From 0f1ff16af12e26e9cf05e4c6b2add398ff6f96b5 Mon Sep 17 00:00:00 2001
From: Paul Kompfner <paul@daily.co>
Date: Fri, 13 Mar 2026 15:15:45 -0400
Subject: [PATCH] Add sync_with_audio support for OutputImageRawFrame

Add a `sync_with_audio` field to `OutputImageRawFrame` that routes image
frames through the audio queue in the output transport, ensuring images
are only displayed after all preceding audio has been sent.

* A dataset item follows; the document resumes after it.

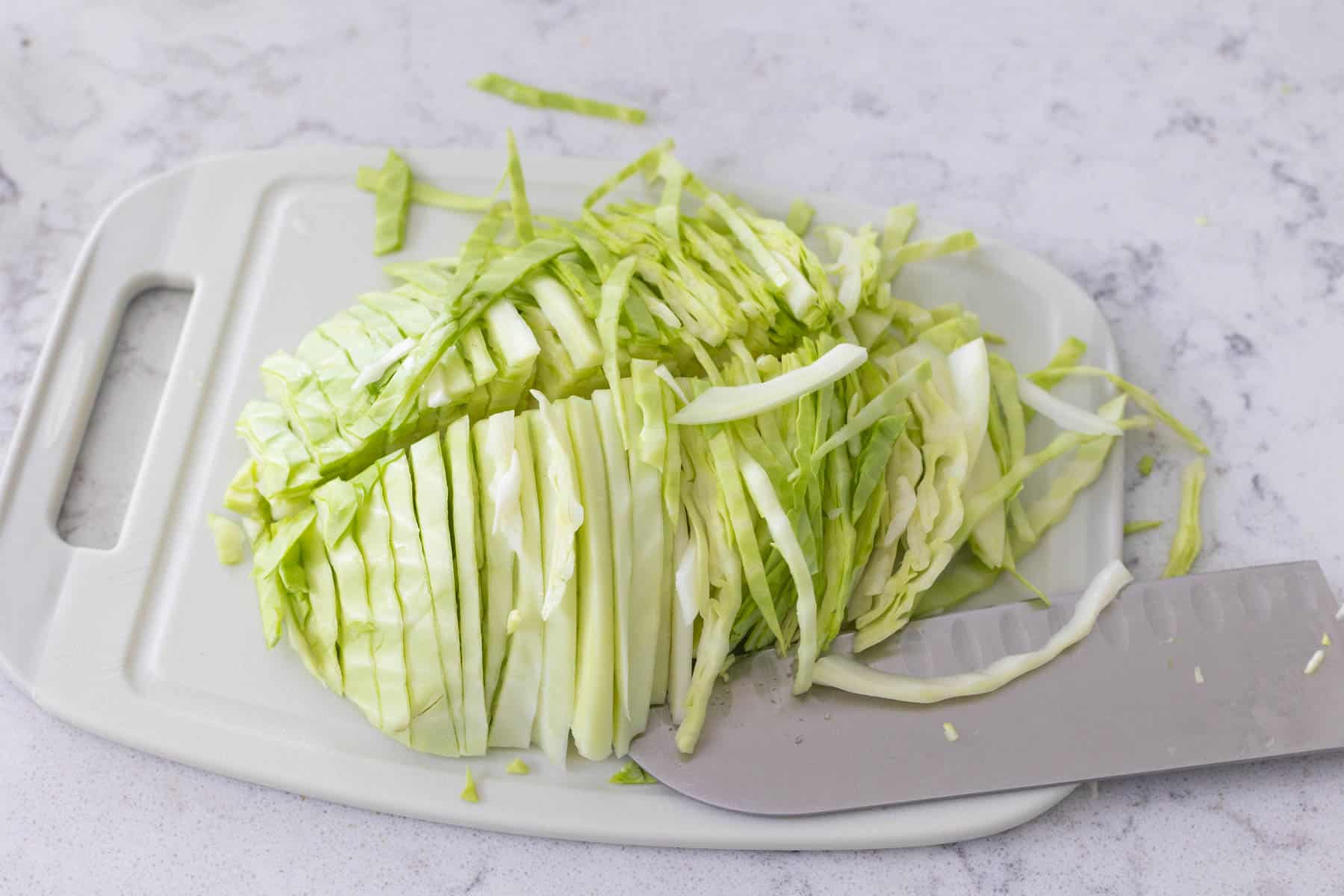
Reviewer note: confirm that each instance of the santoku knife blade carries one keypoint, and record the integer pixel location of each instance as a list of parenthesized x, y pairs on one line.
[(1198, 671)]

This enables
proper audio/image synchronization in pipelines like the calendar month
narration example.

Update the 05-sync-speech-and-image example to use an `ImageAudioSync`
processor that sets this flag on image frames.
---
 .../foundational/05-sync-speech-and-image.py   | 18 +++++++++++++++++-
 src/pipecat/frames/frames.py                   |  8 ++++++++
 src/pipecat/transports/base_output.py          |  6 +++++-
 3 files changed, 30 insertions(+), 2 deletions(-)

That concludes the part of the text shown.